Good news for you guys! I have figured out the conversion table between such Latin characters and the corresponding Arabic text in Unicode. The algorithm is simple, there is a difference in the ASCII codes between the Latin text and those in Arabic (based on codepage 1256: Arabic Windows). Unfortunately, this is not a constant value, as the order of characters is not the same either. Hence, in order to convert those Latin letters into UNICODE, all you have to do is scan the text taking one character at a time, then get the UNICODE value for the character and add the deficit corresponding the range value from the table below:
|
ASCII range for Latin Text |
ASCII range for Latin text (in hex) |
Deficit between ASCII and Unicode for Arabic |
|
From |
To |
From |
To |
|
192 |
214 |
C0 |
D6 |
1376 |
|
216 |
219 |
D8 |
DB |
1375 |
|
221 |
223 |
DD |
DF |
1380 |
|
225 |
225 |
E1 |
E1 |
1379 |
|
227 |
230 |
E3 |
E6 |
1378 |
|
236 |
237 |
EC |
ED |
1373 |
Note: This table is a draft one. Although I tried all possible Arabic characters, including special ones, I'm not sure if this is the complete table. However, it is guaranteed that all textual characters are included.

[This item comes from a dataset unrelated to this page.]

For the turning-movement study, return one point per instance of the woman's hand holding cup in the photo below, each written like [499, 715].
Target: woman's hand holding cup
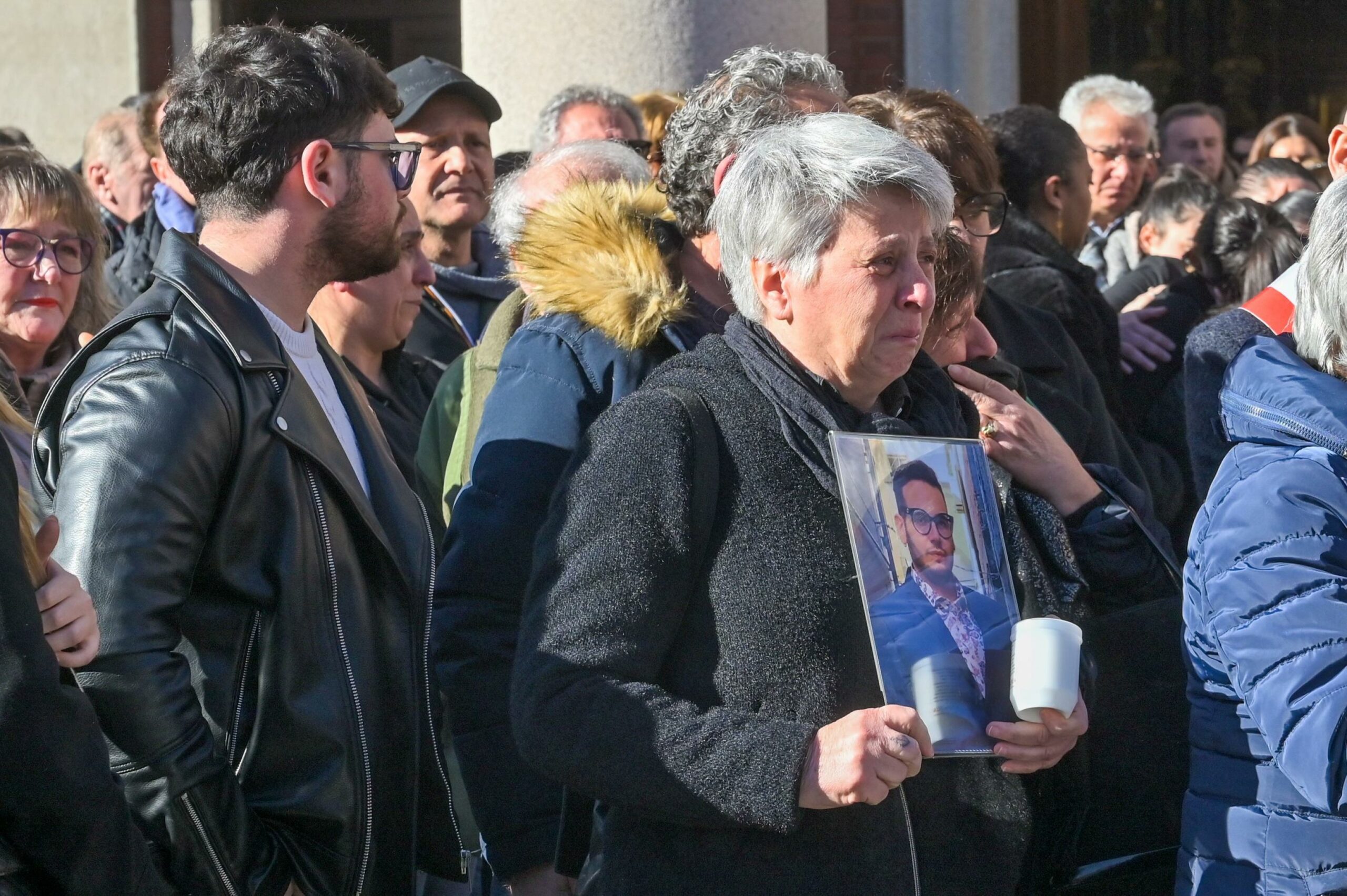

Here's a VBA code you can use within Excel or Access to convert the Latin Text to Arabic. I have used Excel as an example:
Sub convert2ara()
For Each s In Selection
strNew = ""
For i = 1 To Len(s.Text)
j = AscW(Mid(s.Text, i, 1))
Select Case j
Case &HC0 To &HD6: j = j + 1376
Case &HD8 To &HDB: j = j + 1375
Case &HDD To &HDF: j = j + 1380
Case &HE1: j = j + 1379
Case &HE3 To &HE6: j = j + 1378
Case &HEC To &HED: j = j + 1373
End Select
strnew = strnew & ChrW(j)
Next
Cells(s.Row, s.Column + 1) = strnew
Next
End Sub
Here's also a T-SQL Stored Procedure that does the same thing:
CREATE PROCEDURE Convert2Ara
@Latin VarChar(100),
@Arabic NVarChar(100) = N'' OUTPUT
AS
BEGIN
DECLARE @ind int, @Len int, @Src int
SET @Len = Len(@Latin)
SET @Ind = 1
WHILE @ind <= @Len
BEGIN
SET @Src = ASCII(SUBSTRING(@Latin, @ind, 1))
Set @Src = Case
WHEN @Src BETWEEN 192 and 214 THEN @Src + 1376
WHEN @Src BETWEEN 216 and 219 THEN @Src + 1375
WHEN @Src BETWEEN 221 and 223 THEN @Src + 1380
WHEN @Src = 225 THEN @Src + 1379
WHEN @Src BETWEEN 227 and 230 THEN @Src + 1378
WHEN @Src BETWEEN 236 and 237 THEN @Src + 1373
END
SET @Arabic = @Arabic + NCHAR(@Src)
SET @Ind = @Ind + 1
END
END
Try it and tell me if it works for you.
Special thanks to my friend, Mahdi Al-Saffar, whose request for some help inspired me to find a solution and publish this post.